The UK announced previously that qualifying EU citizens who have been living legally and continuously in the UK for five years will be eligible to apply for settled status, while those who have not yet met the five-year requirement will be entitled to apply for continued residence in the UK on a temporary basis until they reach the threshold. Settled status will not be granted automatically.
The government intends that EU citizens who acquire settled status will have the same rights as UK citizens to bring family members into the UK. The implication is that they will only have the right to do so if they meet the same £18,600 minimum income threshold which is currently applied to UK citizens, but not those from the EU.
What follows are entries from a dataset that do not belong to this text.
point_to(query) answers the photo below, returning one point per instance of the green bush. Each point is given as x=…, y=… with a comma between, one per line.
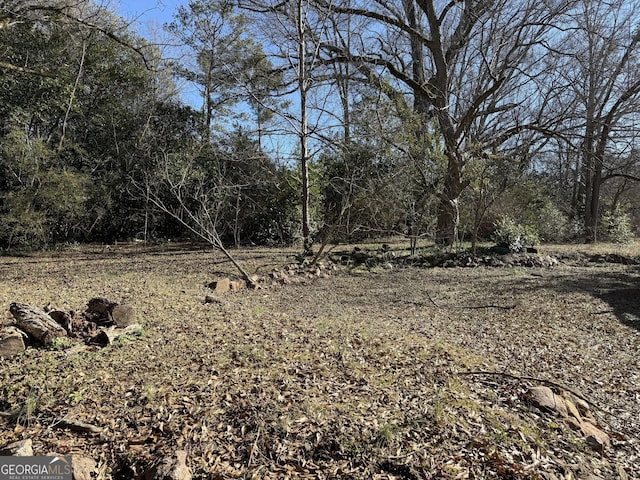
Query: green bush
x=616, y=226
x=514, y=236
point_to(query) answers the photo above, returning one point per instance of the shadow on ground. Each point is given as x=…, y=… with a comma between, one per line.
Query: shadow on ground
x=621, y=290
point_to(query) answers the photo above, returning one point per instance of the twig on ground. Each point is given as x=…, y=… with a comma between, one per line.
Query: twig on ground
x=534, y=379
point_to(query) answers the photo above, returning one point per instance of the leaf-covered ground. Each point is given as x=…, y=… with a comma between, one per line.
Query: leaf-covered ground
x=400, y=373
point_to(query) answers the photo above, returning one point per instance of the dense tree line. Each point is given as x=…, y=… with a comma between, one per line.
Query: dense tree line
x=319, y=121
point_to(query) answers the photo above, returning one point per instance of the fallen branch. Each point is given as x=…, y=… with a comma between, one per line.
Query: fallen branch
x=77, y=426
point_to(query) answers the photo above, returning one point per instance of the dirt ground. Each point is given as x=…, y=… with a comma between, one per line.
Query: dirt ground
x=394, y=371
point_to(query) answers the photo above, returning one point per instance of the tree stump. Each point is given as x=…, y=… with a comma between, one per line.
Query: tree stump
x=36, y=323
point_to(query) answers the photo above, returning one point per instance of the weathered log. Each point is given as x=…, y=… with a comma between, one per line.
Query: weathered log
x=36, y=323
x=22, y=448
x=11, y=342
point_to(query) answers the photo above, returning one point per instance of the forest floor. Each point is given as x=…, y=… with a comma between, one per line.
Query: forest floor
x=395, y=371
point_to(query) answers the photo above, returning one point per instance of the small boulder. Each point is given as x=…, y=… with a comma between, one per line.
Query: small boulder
x=170, y=468
x=84, y=468
x=123, y=315
x=596, y=438
x=544, y=398
x=23, y=448
x=572, y=409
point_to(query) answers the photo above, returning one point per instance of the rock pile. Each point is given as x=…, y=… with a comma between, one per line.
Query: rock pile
x=100, y=324
x=576, y=413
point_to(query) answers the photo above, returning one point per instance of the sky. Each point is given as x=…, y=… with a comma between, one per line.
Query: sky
x=148, y=15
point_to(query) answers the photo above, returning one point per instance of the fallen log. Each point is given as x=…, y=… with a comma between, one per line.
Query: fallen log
x=36, y=323
x=11, y=342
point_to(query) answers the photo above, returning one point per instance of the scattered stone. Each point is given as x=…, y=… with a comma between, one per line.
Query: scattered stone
x=622, y=474
x=596, y=438
x=63, y=319
x=123, y=315
x=23, y=448
x=544, y=398
x=212, y=299
x=572, y=409
x=11, y=342
x=84, y=468
x=170, y=468
x=574, y=423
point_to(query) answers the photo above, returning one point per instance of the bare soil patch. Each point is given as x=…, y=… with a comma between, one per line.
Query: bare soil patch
x=403, y=372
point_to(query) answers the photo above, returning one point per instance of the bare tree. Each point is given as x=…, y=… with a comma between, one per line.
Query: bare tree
x=602, y=74
x=462, y=64
x=194, y=196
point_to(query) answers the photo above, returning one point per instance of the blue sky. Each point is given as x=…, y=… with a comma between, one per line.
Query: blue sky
x=148, y=15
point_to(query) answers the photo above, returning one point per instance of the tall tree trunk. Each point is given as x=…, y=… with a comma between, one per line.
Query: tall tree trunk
x=303, y=87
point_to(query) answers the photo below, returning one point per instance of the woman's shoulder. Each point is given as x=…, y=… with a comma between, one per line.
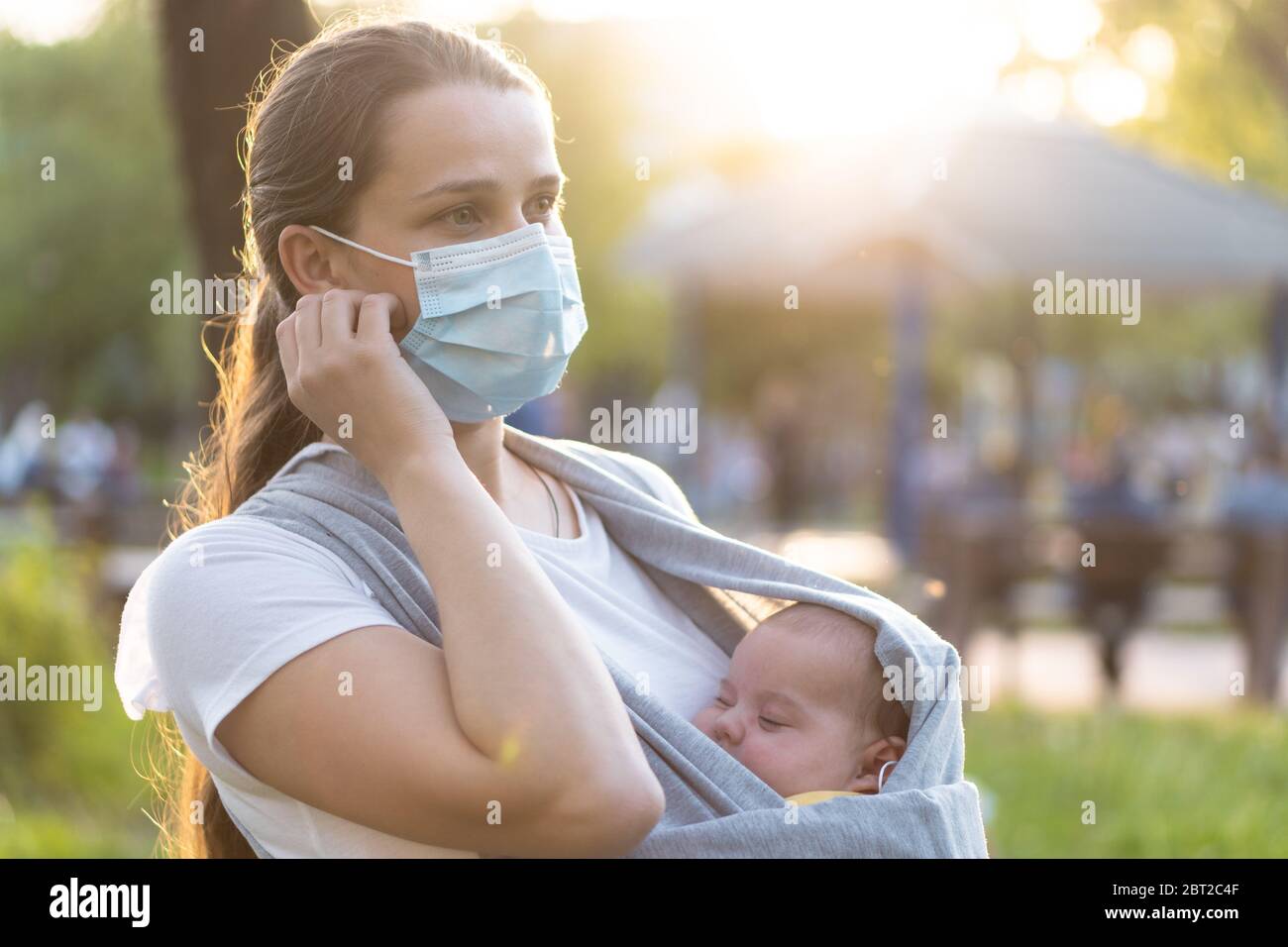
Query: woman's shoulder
x=223, y=594
x=655, y=476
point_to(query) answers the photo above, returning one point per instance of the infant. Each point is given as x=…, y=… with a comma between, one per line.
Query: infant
x=803, y=706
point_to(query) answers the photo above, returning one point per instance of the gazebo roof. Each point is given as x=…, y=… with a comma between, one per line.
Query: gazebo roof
x=999, y=201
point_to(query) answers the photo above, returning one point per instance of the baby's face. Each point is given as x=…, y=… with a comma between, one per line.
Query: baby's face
x=787, y=711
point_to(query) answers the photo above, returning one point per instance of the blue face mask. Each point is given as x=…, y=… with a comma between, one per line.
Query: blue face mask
x=498, y=320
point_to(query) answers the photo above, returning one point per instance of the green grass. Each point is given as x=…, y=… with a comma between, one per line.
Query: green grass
x=68, y=781
x=1203, y=785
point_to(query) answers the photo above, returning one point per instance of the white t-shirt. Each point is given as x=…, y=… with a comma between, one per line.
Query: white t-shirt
x=232, y=600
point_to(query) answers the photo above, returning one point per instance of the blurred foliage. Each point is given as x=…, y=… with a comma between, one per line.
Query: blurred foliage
x=67, y=783
x=78, y=253
x=1229, y=91
x=1177, y=787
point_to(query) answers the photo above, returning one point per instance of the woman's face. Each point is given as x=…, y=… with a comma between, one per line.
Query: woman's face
x=463, y=162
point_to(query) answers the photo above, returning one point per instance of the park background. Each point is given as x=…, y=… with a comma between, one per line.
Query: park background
x=911, y=423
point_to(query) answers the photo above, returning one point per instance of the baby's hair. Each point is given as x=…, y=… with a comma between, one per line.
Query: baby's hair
x=881, y=716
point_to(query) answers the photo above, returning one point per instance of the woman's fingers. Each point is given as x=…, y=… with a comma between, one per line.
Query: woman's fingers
x=287, y=348
x=339, y=313
x=308, y=326
x=378, y=313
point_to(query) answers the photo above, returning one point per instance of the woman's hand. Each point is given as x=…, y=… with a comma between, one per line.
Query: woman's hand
x=346, y=372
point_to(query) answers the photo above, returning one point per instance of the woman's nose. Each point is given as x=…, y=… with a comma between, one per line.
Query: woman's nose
x=511, y=222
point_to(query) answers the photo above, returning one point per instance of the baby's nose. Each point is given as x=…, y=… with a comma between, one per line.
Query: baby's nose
x=726, y=729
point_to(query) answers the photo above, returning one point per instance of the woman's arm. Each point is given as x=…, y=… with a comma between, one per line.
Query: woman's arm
x=515, y=718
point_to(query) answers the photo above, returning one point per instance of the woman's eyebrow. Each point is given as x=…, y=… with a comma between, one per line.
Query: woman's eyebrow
x=487, y=185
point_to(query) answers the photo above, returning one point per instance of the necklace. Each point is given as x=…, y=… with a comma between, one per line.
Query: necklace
x=554, y=506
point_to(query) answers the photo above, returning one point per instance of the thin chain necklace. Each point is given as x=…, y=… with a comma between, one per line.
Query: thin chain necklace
x=554, y=506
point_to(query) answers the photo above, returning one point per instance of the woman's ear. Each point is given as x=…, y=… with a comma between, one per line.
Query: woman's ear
x=308, y=260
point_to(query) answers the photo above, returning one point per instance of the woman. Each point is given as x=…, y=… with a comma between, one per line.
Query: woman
x=308, y=714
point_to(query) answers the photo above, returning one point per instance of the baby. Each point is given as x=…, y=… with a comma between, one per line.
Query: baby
x=803, y=706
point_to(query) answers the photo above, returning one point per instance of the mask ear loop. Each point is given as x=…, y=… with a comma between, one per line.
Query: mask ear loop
x=365, y=249
x=881, y=775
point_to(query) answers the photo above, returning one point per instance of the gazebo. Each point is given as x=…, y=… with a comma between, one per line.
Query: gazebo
x=906, y=221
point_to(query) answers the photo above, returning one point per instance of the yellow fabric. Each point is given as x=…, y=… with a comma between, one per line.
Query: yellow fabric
x=818, y=796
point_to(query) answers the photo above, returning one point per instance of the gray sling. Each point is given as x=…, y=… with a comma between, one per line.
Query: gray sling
x=715, y=806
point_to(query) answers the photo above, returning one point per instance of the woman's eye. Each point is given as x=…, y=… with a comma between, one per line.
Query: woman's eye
x=549, y=204
x=455, y=215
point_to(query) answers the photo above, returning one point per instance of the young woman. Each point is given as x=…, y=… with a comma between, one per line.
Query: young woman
x=323, y=727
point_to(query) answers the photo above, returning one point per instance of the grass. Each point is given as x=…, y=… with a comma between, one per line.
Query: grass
x=1203, y=785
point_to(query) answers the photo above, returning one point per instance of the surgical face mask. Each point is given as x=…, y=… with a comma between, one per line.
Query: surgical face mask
x=498, y=320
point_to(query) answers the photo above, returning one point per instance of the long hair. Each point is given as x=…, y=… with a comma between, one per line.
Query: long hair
x=310, y=108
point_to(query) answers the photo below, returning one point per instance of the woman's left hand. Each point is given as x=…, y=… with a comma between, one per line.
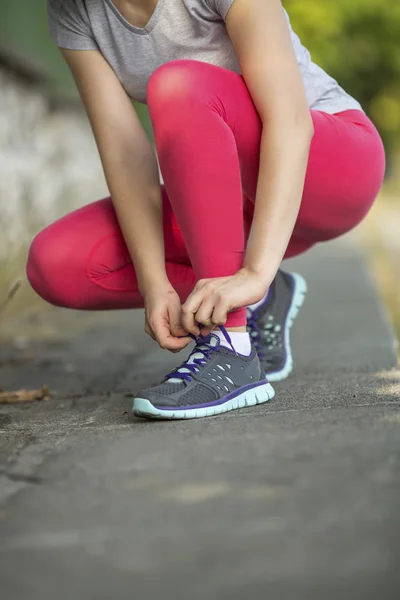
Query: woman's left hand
x=212, y=299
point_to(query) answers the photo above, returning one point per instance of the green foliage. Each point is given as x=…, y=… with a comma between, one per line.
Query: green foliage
x=357, y=42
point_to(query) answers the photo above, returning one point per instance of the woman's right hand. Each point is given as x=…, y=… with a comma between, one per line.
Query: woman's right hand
x=163, y=318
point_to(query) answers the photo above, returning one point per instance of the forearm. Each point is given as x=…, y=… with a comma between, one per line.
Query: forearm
x=283, y=164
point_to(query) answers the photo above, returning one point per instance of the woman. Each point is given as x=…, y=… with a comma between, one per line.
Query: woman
x=262, y=154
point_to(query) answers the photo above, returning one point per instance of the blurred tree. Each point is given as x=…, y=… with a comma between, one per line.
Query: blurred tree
x=357, y=42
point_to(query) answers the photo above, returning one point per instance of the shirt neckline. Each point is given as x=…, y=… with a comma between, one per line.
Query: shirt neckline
x=138, y=30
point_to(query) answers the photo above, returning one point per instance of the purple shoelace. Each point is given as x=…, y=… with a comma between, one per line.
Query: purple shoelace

"The document recognises that the current system in place for processing registration certificates and residence cards is not fit to deal with the situation once the UK has left the EU," said immigration law expert Hannah Eades of Pinsent Masons, the law firm behind Out-Law.com. "It commits to introducing a 'streamlined, user-friendly, digital application process', with EU citizens not being asked to provide biometric data such as fingerprints."
"Subject to getting an early agreement with the EU, individuals may be able to apply for their new status in UK law before the UK leaves the EU. However, concerns remain over whether the Home Office is adequately resourced to deal with this new process," she said.
According to the document, individuals holding a permanent residence document will be able to apply to exchange this for a settled status document subject to ID verification, submission of a photograph, a security check and confirmation on ongoing residence. The more detailed residence assessment, done as part of the permanent residence application, will not need to be repeated.
Applicants will not be required to prove that they hold comprehensive sickness insurance or supply fingerprints as part of the application process, while the Home Office will not attempt to seek detailed documentary evidence of residence status during undocumented periods provided that the residence requirements appear to have been met overall. Caseworkers will be able to exercise appropriate discretion when considering applications, and the government expects "the majority of cases to be granted".
The final method by which the continuing rights of EU citizens living in the UK and UK nationals living in Europe will be recognised remains subject to negotiations between the UK and the European Commission. The UK government has previously stated that agreement on this issue is its "first priority" for negotiations.
Eades said that the new document was "silent" on some issues of concern for UK employers, including "how the new immigration categories will impact on right to work checks".
"This therefore remains an area of uncertainty for employers, particularly in relation to existing staff, and we hope there will be further clarification on this in due course," she said.
"Our advice to EU citizens and their family members continues to be to document your status as far as possible, according to how long you have resided in the UK. The latest communication suggests that this will be valuable when looking to apply for an immigration status in UK law," she said.